アンフィニッシュト・ブルー(旧題 後宮)

「私は王子の側近です。生涯かけて王子の御味方であるべき立場ですし、そう誓って殿下のお傍にお仕えしてまいりました。いつでも殿下のお為に尽くしたいと、心からそう思っています。
ですが、正直に申し上げますと私は今、あなたをカガンにお連れすることは反対しています」

私ははっと息をのんだ。イリアスさんはいつも私に対して優しい態度をとってくれている。まさか心の中でそんなことを思っているとは夢にも思わなかった。


「あなた個人に問題があると言っているのではありません。
あなたをカガンにお連れし、あなたお一人を妻として大事になさる……。それは男としては幸福なことでしょう。私も何度か女性と親しくなったことがありますので、殿下のお気持ちはよくわかります。ですが、ハルカさま。王家にとって、婚姻は政治なのです」

政治。
私は緊張のあまり乾いてしまった口を紅茶で湿らせた。味も香りももはやわからなかった。

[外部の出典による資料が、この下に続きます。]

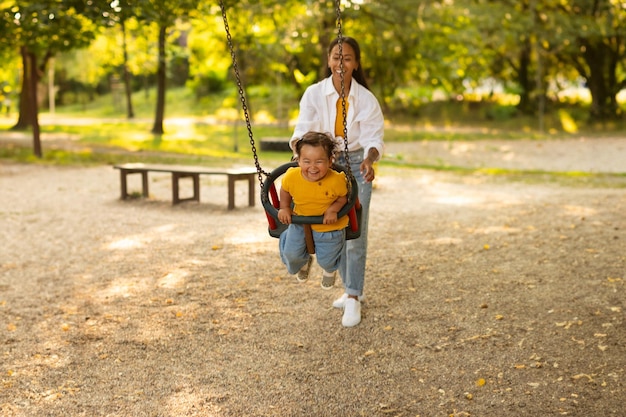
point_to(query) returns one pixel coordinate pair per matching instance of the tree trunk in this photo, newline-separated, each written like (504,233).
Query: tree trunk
(525,105)
(24,118)
(157,129)
(129,93)
(601,81)
(33,73)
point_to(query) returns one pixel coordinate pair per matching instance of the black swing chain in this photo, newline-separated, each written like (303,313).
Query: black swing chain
(244,105)
(242,95)
(343,92)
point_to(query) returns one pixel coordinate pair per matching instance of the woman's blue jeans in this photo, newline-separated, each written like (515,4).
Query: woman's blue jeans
(354,255)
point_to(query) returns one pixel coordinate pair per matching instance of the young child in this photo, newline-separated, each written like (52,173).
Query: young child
(315,190)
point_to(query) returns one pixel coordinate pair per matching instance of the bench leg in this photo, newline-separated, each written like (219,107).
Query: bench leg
(144,184)
(176,176)
(231,191)
(145,192)
(123,184)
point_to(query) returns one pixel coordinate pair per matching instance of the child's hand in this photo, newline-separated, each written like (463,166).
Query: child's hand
(330,217)
(284,216)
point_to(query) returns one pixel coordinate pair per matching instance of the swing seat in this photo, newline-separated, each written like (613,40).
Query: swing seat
(271,204)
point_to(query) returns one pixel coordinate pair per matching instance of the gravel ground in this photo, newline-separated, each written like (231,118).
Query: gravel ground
(486,297)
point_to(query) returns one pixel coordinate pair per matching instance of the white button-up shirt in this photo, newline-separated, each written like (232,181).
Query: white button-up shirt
(365,122)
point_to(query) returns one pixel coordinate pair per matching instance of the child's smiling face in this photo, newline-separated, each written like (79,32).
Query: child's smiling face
(314,162)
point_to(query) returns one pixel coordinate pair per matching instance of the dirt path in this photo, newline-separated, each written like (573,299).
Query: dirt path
(485,298)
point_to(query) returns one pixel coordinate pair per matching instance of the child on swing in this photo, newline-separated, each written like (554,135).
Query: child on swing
(315,189)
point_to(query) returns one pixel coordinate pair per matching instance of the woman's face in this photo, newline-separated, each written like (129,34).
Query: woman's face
(314,162)
(350,63)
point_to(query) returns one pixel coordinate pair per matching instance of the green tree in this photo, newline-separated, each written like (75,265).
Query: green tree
(40,30)
(164,14)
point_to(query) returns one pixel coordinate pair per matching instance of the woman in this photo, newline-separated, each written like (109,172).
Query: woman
(321,110)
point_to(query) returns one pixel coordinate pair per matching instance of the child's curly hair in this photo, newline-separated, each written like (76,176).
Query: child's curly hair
(325,140)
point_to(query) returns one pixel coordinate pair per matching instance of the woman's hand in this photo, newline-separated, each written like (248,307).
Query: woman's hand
(367,170)
(367,166)
(284,216)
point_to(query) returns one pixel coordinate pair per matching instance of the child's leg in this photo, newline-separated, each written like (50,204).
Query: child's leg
(292,248)
(328,247)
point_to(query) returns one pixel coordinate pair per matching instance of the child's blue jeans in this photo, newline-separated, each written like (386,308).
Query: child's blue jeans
(328,248)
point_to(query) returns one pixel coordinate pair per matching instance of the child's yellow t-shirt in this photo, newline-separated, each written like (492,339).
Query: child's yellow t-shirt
(313,198)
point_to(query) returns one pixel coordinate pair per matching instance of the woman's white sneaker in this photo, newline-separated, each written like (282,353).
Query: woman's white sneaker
(351,313)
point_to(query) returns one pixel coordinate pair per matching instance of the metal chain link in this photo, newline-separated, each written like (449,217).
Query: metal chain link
(242,96)
(343,92)
(244,105)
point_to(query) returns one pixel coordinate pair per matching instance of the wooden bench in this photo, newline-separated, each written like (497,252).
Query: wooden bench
(184,171)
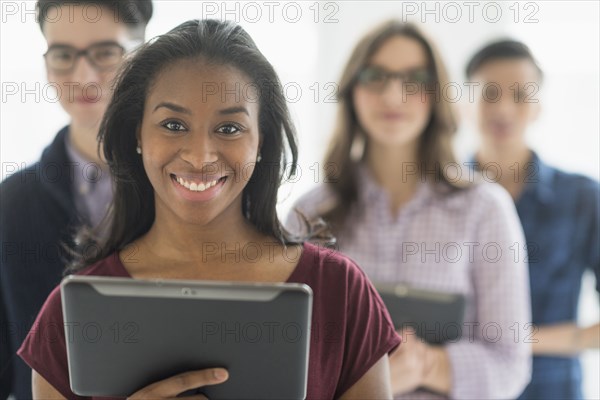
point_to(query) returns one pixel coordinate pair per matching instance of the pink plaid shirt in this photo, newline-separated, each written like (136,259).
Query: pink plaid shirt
(468,242)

「もし、殿下があなたを正妃としてほかの女官を一切省みられない生活をおくってしまうと女官の実家、つまり政治的な場面で外戚の力を借りることが難しくなるのです。
あなたがカガンの貴族の娘ならば私は反対などしません。外戚として王子の治世を助けてくれる後ろ盾が得られる上に、殿下のお心の慰めにもなってくださる、そんな女性と殿下がめぐり合えるのならば私にとっても喜ばしいことです。
ですが、残念ですが、あなたは日本人で外戚の力などあてにできません。
政治というのはただでさえ舵取りの難しいものです。その上、今のカガンはクーデターでかなり国力が疲弊しています。
殿下には殿下の治世を支えられるだけの力を持つ政治力を持つ方が正妃となられるほうが殿下にとってよいと思われます。

そして、もうひとつ。一番問題なのは」


イリアスさんは厳しいけれど優しいまなざしで私を見つめた。